Verses and translations by Victoria Moul

VICTORIA MOUL is a critic, poet and translator living in Paris. Recent poems have appeared or are forthcoming in PNReview, bad lilies, Black Iris, Modern Poetry in Translation, The Dark Horse and Ancient Exchanges. She reviews regularly for The Friday Poem and the TLS. She writes a weekly substack on poetry and translation, Horace & friends (https://vamoul.substack.com/)

Seta and Sporophyte

If this were Ovid, Seta would have been

A slim bright girl, whose bead of blood

One day ran down her inner thigh, a seed

Threaded across the warp of veins

Vermilion on cream and blue. He took

Such pleasure in the colour that he slew

Her just to satisfy himself and draw the skein

Of red from her rotting body; a damp, fine

And part translucent sort of stem, though not

To bear a flower, but his tensed pouch, the Sporophyte.

(Seta and sporophyte are terms referring to parts of moss. I had in mind particularly a common moss in which the sporophyte – spore-bearing structure – is formed of a stem-like seta, bright red and standing straight up from the main body of the moss, bearing dark red capsules. None of the transformations in Ovid’s Metamorphoses refer to moss, but I was struck by the coincidence of the technical term Seta and the Sita of Indian mythology.)

Three poems from The Sanskrit

The Subhasitaratnakosha is a huge 11th century anthology of Sanskrit verse and verse quotations. It was compiled by a Buddhist monk but most of the contents are not (or not obviously) Buddhist, and date from several centuries earlier. It includes some poetry attributed to women.

Subhasitaratnakosha no. 999

As the grime and caustic iron

Of North Sea water, somehow laid

Precisely in the spotless scoop

Of shell is filtered by a cloud

And turns to pearl as sweet and clear

As April rain: so can you raise

The warm and grubby coins of envy

To the gold of praise.


no. 998

Your glory in this world and the next, it is

The ribcage of that royal bird, the soul:

The waters of the seven seas

Fill, like a skull, his little drinking bowl.


Lokāloka is the name of a mountain which is both in and out of the world (loka and aloka), marking the boundary between death and life. The Raghuvamsha by Kālidāsa is a long Sanskrit poem about the lineage of Raghu, and at this point in the poem it is concerned with a difficulty in conceiving a child. Kālidāsa is often considered to have been the greatest poet and playwright of ancient India.

Lokāloka (Raghuvamsha 1.68)

The clouds in Calvi steam on the mountain top:

From the pool we watch them teeter, stir, disperse.

My father has just died


But unbeknownst to me somewhere inside

Dividing cells will in a few months reassemble

His closed eyes.

Two versions of Horace

After Horace, Odes 1.30 O Venus, regina Cnidi Paphique

Mary, queen of Walsingham, forget

Your darling Norfolk; turn to hear

In Lowestoft and Dartmouth Park, the thrum

            Of womens’ prayer.


Come with a child, the blazing boy, and bring

The Muses, skirts up to dance; allow

Also the elderly to attend your train;

            And Christ your son.

After Horace, Odes 3.22

The only baby in all of Horace (Odes 3.22)

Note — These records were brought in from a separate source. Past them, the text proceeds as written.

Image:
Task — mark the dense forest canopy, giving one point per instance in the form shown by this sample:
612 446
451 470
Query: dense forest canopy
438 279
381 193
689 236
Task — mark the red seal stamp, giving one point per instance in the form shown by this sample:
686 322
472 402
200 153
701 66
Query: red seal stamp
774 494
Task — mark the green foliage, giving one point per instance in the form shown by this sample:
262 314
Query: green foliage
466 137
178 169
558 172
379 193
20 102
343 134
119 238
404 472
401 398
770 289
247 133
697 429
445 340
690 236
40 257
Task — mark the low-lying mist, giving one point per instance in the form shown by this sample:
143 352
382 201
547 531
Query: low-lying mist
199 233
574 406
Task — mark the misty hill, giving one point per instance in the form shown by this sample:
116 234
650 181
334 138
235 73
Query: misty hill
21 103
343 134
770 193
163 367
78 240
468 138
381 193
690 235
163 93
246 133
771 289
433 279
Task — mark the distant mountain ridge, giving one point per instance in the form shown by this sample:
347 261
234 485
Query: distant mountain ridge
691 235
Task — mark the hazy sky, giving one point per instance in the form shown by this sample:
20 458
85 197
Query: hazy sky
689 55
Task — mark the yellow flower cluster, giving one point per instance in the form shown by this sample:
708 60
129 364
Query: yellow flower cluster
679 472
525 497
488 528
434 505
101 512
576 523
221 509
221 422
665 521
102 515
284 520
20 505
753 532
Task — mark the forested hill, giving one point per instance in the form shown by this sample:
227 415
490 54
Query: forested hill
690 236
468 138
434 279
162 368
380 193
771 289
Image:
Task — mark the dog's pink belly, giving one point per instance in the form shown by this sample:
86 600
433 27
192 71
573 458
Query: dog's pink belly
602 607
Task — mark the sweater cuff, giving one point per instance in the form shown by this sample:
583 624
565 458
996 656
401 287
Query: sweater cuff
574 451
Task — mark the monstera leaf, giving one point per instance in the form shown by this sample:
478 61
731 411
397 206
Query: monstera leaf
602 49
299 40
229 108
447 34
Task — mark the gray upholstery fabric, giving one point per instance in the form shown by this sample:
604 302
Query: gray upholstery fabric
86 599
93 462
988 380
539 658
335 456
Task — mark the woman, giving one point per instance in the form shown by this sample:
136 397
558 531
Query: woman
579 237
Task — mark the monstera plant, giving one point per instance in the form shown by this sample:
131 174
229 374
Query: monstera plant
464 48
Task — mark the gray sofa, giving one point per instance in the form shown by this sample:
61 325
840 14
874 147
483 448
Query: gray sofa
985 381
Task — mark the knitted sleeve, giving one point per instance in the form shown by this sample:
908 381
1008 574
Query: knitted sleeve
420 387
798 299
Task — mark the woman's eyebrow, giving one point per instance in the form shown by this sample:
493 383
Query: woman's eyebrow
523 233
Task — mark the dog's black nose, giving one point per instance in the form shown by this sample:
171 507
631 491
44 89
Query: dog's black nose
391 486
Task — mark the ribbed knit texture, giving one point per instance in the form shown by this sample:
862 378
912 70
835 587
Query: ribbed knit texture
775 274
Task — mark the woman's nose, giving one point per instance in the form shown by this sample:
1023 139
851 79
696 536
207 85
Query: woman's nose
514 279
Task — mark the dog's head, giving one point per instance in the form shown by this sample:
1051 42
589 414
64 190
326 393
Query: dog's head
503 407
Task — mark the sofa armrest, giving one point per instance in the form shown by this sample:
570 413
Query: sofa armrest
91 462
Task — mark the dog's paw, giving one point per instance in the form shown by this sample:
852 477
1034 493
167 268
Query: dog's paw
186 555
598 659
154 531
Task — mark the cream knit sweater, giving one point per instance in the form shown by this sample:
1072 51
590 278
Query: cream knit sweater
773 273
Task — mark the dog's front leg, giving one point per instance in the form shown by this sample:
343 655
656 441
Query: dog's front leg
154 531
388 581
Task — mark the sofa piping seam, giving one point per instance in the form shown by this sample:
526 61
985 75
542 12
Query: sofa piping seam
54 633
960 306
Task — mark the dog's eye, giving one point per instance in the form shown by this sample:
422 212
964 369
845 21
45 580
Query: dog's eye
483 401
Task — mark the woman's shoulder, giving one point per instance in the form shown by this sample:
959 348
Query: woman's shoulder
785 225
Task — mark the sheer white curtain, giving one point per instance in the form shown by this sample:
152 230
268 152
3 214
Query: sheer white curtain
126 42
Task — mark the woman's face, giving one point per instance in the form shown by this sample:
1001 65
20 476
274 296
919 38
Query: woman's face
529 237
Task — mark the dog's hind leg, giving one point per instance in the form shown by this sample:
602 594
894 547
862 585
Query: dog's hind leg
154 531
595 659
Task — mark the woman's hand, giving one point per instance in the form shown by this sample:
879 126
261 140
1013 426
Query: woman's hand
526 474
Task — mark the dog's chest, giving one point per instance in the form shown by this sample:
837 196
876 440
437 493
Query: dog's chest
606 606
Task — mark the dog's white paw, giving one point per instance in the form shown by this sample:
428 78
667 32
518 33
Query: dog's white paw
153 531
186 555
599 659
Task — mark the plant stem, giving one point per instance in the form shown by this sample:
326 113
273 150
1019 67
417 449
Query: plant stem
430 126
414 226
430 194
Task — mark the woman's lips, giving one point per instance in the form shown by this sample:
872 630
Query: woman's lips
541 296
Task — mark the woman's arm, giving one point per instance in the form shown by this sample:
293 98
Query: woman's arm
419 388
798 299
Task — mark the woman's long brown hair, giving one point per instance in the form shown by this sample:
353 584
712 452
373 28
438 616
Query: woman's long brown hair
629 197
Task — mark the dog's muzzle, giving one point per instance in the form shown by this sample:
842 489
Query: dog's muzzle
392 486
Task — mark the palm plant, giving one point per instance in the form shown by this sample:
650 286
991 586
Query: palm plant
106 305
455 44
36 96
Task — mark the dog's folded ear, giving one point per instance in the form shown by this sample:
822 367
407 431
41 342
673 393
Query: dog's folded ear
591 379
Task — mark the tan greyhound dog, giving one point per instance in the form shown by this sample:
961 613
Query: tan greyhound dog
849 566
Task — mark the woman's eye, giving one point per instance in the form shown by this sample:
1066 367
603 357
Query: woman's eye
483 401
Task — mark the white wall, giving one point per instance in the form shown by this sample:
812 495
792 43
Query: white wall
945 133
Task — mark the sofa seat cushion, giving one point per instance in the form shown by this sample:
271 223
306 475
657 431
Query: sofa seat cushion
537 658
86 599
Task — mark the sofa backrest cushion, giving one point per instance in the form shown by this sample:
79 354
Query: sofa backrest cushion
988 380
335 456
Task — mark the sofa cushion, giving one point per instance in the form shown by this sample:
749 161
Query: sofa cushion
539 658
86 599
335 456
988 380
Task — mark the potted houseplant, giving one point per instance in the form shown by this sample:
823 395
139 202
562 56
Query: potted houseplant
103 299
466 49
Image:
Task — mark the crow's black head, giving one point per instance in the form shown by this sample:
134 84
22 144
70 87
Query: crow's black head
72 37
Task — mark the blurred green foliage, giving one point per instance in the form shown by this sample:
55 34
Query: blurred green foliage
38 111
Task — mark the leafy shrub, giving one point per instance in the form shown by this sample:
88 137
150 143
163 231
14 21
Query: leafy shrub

Lady of the hills and woods

Hear me when my time is come

Preserve me from all dangers and

            Heed too your son.


Above my house a pine-tree looms

And every day that passes I

Pray that one day my baby shall

            Stand as high.


Spare me then the staggered blows

Of a slow labour, or

A dead child. Bring us torn but

            Safe to shore.

Two Translations of Casimir Sarbiewski

Casimir Sarbiewski (1595-1640) was a Polish Jesuit poet who wrote in Latin. His poetry was an enormous success across Europe in the seventeenth century, with a particularly enthusiastic readership in England.

After Sarbiewski – ‘De divino amore’

Last week I watched Love mending his nets

 (Very dextrous he is too)

His gear was all gold: hooks and line

            The bait, the flies, even the worm.

He was golden himself: but for all his gleam he could find

            No waters to fish in. He asked

“Where then can I cast?”


Pass your nets, boy, to the fisher of men:

In his sea

Packed and wriggling you’ll catch

Men and women like me.


De puero Iesu nato

— Is anything more precious than this child of mine?

Whose mouth with running honey wells and fills again,

As balsam flows unstained in streams that do not fail,

And nectar runs in rivers, free and unconstrained.

In his still curls the stars themselves are bound and borne

And on his nape the locks of heaven turn in light.

Could any mother comb such dazzling weight by hand,

Of he who has been born from shiver of starlight?


— His birth is of the royal line, but royalty is obsolete;

And soonest born he’s lain in filth of foreign town,

His right hand grasps at straw, and clings to scraps of hay,

A baby swaddled only by the chill of snow.

Is anything worth less to us than such a child today?